Essas palavras tiveram impacto, e quando esses teóricos partiram para a prática do cinema, levaram essa ideia às ultimas consequências. O ano era 1959 e de uma tacada só, o publico foi sacudido por Acossado de Jean-Luc Godard e Os Incompreendidos, do próprio Truffaut. No primeiro, Godard expunha seu amor pelos filmes americanos de detetive, mas de uma forma completamente ousada, com cortes ágeis e descontínuos e filmagem nas ruas. No segundo, que era um pouco menos ousado mas igualmente brilhante, Truffaut contava a história (parcialmente autobiográfica) de um garoto perdido no mundo que se apaixona pelo cinema e foge de um reformatório.
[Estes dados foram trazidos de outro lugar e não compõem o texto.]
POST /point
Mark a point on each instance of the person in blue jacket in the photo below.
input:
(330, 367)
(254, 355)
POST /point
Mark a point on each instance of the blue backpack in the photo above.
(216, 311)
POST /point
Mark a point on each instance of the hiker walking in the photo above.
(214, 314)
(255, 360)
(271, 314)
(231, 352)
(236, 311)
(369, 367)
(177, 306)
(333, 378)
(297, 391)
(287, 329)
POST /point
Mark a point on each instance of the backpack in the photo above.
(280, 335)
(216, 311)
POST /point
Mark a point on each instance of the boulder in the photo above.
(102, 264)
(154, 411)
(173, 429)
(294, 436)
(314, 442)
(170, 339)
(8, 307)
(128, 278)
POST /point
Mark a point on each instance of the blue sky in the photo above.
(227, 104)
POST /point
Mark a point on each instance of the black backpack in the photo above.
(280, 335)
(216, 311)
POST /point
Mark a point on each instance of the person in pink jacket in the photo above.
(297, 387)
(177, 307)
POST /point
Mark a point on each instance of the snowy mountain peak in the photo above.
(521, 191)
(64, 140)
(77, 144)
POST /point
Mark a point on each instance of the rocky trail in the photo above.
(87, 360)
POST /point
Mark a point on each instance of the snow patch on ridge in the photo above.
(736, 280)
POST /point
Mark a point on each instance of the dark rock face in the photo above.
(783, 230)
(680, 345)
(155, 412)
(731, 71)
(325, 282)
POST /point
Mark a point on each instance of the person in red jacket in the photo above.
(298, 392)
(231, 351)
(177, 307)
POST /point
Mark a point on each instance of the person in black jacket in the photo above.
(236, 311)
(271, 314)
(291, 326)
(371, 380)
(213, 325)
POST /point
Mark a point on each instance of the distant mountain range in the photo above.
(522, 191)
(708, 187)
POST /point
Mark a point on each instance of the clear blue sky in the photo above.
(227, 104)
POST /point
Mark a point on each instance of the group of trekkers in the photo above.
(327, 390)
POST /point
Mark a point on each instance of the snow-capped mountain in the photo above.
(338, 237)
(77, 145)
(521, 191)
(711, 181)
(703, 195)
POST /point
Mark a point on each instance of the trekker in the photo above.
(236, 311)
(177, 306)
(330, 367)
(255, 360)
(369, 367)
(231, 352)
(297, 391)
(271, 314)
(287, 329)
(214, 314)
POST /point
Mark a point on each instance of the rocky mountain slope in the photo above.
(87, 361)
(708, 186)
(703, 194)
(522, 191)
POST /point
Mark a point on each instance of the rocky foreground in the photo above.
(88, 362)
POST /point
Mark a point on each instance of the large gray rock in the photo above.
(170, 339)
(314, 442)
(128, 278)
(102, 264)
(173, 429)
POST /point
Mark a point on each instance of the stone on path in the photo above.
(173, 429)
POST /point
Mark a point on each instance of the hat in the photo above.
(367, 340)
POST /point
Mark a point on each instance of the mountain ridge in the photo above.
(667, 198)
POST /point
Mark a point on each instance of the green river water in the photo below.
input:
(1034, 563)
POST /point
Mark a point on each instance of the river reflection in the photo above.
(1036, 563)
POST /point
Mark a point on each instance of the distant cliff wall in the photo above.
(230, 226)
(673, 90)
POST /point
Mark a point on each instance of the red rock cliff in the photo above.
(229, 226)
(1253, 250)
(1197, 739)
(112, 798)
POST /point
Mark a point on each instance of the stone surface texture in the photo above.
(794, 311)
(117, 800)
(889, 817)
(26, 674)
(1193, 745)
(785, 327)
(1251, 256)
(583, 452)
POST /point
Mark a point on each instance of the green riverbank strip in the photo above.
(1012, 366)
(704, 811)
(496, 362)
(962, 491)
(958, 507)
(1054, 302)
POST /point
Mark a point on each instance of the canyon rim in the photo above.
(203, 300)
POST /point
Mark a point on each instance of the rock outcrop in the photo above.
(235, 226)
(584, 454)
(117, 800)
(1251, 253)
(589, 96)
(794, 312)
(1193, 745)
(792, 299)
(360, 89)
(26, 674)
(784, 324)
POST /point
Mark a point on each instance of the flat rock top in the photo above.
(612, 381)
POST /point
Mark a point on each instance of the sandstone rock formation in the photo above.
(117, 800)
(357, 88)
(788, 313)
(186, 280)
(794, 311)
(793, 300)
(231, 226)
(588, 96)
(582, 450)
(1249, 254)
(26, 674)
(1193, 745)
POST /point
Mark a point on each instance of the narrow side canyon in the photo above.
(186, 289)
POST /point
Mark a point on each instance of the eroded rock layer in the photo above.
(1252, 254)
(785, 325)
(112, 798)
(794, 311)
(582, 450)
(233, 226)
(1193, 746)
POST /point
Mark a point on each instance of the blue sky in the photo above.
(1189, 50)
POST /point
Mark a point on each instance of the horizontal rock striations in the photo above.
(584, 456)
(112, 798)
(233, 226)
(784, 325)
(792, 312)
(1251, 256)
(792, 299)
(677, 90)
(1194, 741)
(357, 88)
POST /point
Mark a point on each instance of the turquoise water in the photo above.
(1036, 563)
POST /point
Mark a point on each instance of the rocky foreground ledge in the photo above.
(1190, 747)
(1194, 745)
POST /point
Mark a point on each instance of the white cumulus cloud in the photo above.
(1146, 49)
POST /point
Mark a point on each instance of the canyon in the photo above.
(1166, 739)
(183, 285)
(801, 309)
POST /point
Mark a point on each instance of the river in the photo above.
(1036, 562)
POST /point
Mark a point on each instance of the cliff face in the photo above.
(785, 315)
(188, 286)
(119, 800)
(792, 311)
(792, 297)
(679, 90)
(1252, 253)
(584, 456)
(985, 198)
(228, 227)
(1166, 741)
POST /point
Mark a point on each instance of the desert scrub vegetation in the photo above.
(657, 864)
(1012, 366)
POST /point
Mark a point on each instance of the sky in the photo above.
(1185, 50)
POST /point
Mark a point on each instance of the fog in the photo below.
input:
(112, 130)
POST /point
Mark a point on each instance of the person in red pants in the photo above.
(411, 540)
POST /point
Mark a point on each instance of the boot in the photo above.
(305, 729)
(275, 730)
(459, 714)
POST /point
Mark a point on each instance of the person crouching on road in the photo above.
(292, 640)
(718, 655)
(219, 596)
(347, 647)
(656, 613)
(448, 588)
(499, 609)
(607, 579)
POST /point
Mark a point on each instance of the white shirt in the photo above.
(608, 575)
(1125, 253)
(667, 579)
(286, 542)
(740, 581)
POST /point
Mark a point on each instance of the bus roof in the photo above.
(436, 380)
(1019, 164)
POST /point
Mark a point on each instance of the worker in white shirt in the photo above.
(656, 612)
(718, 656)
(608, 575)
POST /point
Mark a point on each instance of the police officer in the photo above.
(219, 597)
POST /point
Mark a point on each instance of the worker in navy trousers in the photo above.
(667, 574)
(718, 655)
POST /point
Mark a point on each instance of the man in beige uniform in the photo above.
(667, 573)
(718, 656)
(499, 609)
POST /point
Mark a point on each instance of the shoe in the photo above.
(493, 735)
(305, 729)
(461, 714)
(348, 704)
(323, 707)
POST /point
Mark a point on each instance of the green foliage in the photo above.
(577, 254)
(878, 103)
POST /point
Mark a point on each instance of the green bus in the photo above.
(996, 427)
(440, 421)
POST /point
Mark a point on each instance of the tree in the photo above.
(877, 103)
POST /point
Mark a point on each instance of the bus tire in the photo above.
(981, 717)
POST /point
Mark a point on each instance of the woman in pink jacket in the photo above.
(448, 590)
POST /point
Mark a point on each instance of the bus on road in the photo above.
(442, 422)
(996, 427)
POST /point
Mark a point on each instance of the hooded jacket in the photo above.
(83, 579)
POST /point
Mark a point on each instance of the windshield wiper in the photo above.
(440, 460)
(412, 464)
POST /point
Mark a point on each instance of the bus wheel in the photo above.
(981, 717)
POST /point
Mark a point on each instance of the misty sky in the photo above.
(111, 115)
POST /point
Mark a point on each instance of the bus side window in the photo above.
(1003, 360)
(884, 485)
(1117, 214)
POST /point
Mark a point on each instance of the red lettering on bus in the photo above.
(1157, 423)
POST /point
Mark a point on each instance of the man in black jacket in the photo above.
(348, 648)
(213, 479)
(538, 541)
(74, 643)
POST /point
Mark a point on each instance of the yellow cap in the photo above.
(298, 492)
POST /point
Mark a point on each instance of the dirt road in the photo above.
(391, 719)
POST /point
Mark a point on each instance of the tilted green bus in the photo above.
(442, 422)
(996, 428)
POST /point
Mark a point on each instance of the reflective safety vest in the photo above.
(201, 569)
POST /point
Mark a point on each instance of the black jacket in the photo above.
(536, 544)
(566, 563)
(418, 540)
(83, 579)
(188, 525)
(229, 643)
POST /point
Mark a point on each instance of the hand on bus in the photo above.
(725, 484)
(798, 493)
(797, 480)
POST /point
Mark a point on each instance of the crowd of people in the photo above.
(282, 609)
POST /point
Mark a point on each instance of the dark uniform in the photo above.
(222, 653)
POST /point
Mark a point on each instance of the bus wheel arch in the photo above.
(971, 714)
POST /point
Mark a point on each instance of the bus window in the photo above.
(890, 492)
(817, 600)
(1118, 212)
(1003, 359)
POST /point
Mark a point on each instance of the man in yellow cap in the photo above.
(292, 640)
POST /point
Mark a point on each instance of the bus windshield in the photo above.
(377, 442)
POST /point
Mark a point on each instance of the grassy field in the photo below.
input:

Eram filmes inovadores que não se preocupavam com “tramas”, mas sim com aspectos da vida que os filmes às vezes ignoravam, e com a visão de mundo pessoal dos artistas. Eles queriam revolucionar e conseguiam, mostrando uma forma livre e imprevisível de fazer cinema. Os filmes eram irreverentes e com narrativas desconstruídas, geralmente falando sobre os jovens (e para eles), e possuíam uma postura existencialista e de autorreflexão. Ao fazer isso deram origem ao que hoje se chama de Nouvelle Vague, ou Nova Onda em português.

No rastro de Godard e Truffaut vieram Alain Resnais, Agnes Varda, Eric Rohmer, Claude Chabrol, Louis Malle e muitos outros. E o impacto dessa inovação espalhou-se para outros países como os Estados Unidos (a renovação do cinema americano nos anos 1960-70 deve muito a esses filmes), Itália, Inglaterra, Tchecoslováquia e até o Brasil – afinal, não haveria Cinema Novo sem a Nouvelle Vague francesa.

Foi a Nouvelle Vague que inspirou centenas de pessoas a pegarem suas câmeras e filmarem. E muitas delas tornaram-se grandes cineastas. Os cineastas desse movimento mostraram que vale a pena romper com os paradigmas. É o ideal de liberdade, de que tudo pode acontecer num filme, o maior legado deste movimento, que extrapolou as fronteiras da França para influenciar o cinema mundial como um todo, contribuindo assim para o grande quebra-cabeça da sétima arte.